I am really missing having a wood-burning fireplace. The gas fire just is not the same, and we can't keep it on for that long, because it's one of those ventless things, and we worry about the fumes, though it does belt out the heat while it's on. The ventless gas fire came with the house, and we wanted to Ebay it at first, but now we are kind of glad to have it, though as I say it is not without its drawbacks.

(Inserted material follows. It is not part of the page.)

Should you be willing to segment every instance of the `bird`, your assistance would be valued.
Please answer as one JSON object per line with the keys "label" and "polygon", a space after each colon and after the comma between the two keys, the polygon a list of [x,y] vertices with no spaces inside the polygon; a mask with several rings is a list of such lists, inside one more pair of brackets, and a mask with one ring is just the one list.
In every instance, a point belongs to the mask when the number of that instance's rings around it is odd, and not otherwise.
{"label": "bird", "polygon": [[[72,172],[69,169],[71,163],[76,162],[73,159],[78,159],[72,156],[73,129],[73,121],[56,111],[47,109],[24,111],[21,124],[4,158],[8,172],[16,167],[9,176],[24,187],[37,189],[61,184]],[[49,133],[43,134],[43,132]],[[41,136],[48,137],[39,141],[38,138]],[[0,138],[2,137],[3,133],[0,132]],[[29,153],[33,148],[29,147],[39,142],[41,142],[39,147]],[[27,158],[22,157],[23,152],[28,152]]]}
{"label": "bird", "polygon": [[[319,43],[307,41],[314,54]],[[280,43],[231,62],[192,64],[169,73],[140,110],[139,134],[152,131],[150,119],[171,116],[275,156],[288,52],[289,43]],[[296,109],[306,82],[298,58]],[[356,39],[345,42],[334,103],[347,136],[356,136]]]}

And yes, what we're having now by way of winter weather is balmy springtime in many other places, so one cannot complain too bitterly.

Phoebe Gleeson said...

Ah, this took me back! I went back in my blog archives to find my post about old houses, broken furnaces, and December cold. http://feebeeglee.wordpress.com/2009/12/06/furnace/

Andrew Bateman said...

Anne and Stewart Baker send their love. We too reminisce of your time here in cold dark wet Cambidge. Happy Christmas Adam, then. I like that. Andrew x

Sally Thomas said...

Andrew, we miss you all so much! Which reminds me that I am to let you know that a certain young redhaired lady of my very close acquaintance is going to be over your way in May and wishes very much to come and see you. I forget the exact dates right now, but will Facebook-message you. She's spending the university term in Rome, but then coming to England for two or three weeks at the end, hoping to spend the last week in/around Cambridge.

And the rest of us are not the least bit jealous. No no indeed.

Anne-Marie said...

Speaking of North Dakota, whenever the heat goes out I marvel anew at how unspeakably cold the Ingallses' house must have been in winter.

Wishing you all warm hearts, if not toes, at Christmas!

Sally Thomas said...

OH, I'm as happy as a big sunflower! (slap!)

That's what I keep thinking of.

The more I read The Long Winter, the more I'm just . . . aghast and flabbergasted . . . by what those people faced and survived.

So yes, by those standards, we are ridiculously toasty. Actually, even by our own standards we're pretty comfortable by this point.

Merry Christmas to all!

lissla lissar said...

Yeah, the part in The Long Winter where Pa is shovelling snow off Laura and Mary in the morning is incredible. Also living on brown bread for several months. I wonder if they got scurvy as well as malnutrition.

Silly spell check. "Shovelling" is FINE spelling in Canada.